On Monday, the Chicago Cubs demoted top prospect Kris Bryant to the minors. The 23-year-old third baseman is a consensus top-five prospect in all of baseball, he destroyed Triple-A last year, he blasted nine homers with a 1.652 OPS in the Cactus League this spring, and a few months ago the Cubs traded away the guy who played Bryant's position last year (Luis Valbuena). Their depth chart on MLB.com states that their current plan at third base is sorta-prospect Mike Olt, who last year posted a half-season of a 65 OPS+ with subpar defense as a 25-year-old.
Clearly, Bryant should be starting at the hot corner on Opening Day. He has nothing left to prove in the minors (with his bat, at least) and there isn't much blocking him at the MLB level, even though the book is far from closed on the powerful Olt. But he will spend the first couple weeks of the season in Triple-A, because that will delay his service clock and give the team an extra year of relatively cheap control. Here's what the MLBPA has to say about that:
Today is a bad day for baseball. I think we all know that even if Kris Bryant were a combination of the greatest players to play our game, and perhaps he will be before it's all said and done, the Cubs still would have made the decision they made today. This decision, and other similar decisions made by clubs will be addressed in litigation, bargaining or both.

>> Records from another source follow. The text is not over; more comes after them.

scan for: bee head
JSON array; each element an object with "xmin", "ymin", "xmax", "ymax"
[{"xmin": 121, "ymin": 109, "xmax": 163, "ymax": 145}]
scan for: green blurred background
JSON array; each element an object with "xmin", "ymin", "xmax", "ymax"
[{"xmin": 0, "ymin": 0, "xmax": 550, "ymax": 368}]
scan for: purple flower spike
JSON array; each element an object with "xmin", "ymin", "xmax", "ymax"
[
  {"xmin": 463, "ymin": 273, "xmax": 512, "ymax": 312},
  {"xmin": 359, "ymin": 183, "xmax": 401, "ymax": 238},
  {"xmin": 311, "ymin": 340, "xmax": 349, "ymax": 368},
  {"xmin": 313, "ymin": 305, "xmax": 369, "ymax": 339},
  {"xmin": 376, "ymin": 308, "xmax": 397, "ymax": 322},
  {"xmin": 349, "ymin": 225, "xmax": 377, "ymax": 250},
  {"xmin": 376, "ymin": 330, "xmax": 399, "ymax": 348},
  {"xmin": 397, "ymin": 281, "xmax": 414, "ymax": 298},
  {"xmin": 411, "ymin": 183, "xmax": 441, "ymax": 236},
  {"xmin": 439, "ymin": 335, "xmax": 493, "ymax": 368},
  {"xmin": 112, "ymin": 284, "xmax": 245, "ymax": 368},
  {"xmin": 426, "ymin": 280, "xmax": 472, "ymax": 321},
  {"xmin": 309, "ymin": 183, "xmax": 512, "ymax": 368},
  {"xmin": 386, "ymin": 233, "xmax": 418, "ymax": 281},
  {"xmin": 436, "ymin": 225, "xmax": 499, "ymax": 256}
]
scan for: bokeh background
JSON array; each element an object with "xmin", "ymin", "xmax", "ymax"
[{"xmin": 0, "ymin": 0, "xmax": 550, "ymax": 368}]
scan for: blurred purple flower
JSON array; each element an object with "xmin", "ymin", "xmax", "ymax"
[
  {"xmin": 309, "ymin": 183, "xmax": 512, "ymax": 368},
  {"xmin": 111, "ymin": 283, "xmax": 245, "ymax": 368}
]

Look, I agree that baseball would be better if Bryant was on Chicago's Opening Day roster. Of course I want to see the best players on the field at all possible moments. But there is a system set in place, a system that was carefully crafted and negotiated by both the players and owners. There is a set of rules that sets the boundaries of what is and isn't fair, and this is clearly acceptable within those rules. Well, not clearly; if it was 100% okay then teams wouldn't have to publicly deny that they are manipulating service clocks. But it's not illegal, and therefore it's legal. If this rule is in place, then teams (also known as companies) should absolutely take advantage of it when it benefits them. And I'm not alone in this opinion; Al Yellon of Bleed Cubbie Blue shares the same view, and in his site's community poll 89% of the 2,600+ respondents agreed that Bryant should start in Triple-A.
But to hear the Players Association raise a stink about this, of all possible relevant parties, is just too much for me to bear. We are constantly reminded that baseball is a business. Every time that a fan favorite leaves a team for more money elsewhere, we are reminded that baseball is a business, while all the young kids who worshiped that player cry their eyes out on YouTube videos. And the MLBPA, inexplicably one of the strongest labor unions in the world, has never shown any interest in lifting a finger to help anyone in the minor leagues. Heck, in the most recent bargaining agreement, they did everything possible to screw over amateur players -- including capping how much money teams can spend on the draft (and therefore how much they can get away with spending on each specific pick), and forcing all draftees to settle for minor league deals rather than negotiating for MLB contracts. Of course, every dollar not spent on a draft pick is a dollar that can be spent on a player already in the union, and that's how unions work. They look out for their current members, not their past or future ones.
And that's the rub. The MLBPA shouldn't be calling out the Cubs for messing with Bryant. All of us should be calling out the MLBPA for letting this whole system happen in the first place. If they truly cared about amateurs and minor leaguers and the integrity of the game, they would back up those words with actions at the negotiating table. They would concede something else they care about to close this loophole. But they won't, and they probably shouldn't, because, again, that's not how unions work. The thing is, you can't be cold and calculating like that on one side and then speak about against being cold and calculating on the other. That's disingenuous and manipulative. That makes you a dick.
So, until something changes, I applaud the Cubs for making the tough choice and using the rules in place to maximize their organization's overall chances of winning. It sucks that Bryant will be negatively affected by that choice, and that we fans will be negatively affected by not getting to watch him yet, and he should really start bugging his teammates to change that rule so that it stops happening. And, because this is Athletics Nation, the A's should absolutely do the same thing with Drew Pomeranz, because they have enough starting pitching that they won't sacrifice much (if anything) on the field for a month. An extra year of a (hopefully) good pitcher is worth a lot more than the marginal benefit of getting four more starts from Pom instead of, say, Jesse Chavez or Barry Zito, who would probably be just fine and can't be demoted themselves.
I present you with a quote:
"When someone says it's the system, no, it's a choice -- the choice of winning."
That's master manipulator Scott Boras, calling out the Cubs for not having a commitment to winning. The thing is, though, he got it backwards. The Cubs are choosing to win, by increasing their chances in 2020 with a tiny sacrifice in what is likely a non-contending season. Any reasonable forecast will show that this move results in more wins for the Cubs organization overall. No, it isn't just the system. Yes, it is a choice. But it's a choice the MLBPA has to make to end this loophole, if they're willing to put their money where their mouths are.
The union's statement suggests that they will fight this type of thing in bargaining. Prove it. No, seriously, prove it MLBPA. I want you to. End this silly practice. But until that day, don't ever complain about it, because you are the only ones who can change it and you're on the cutting edge of not doing so.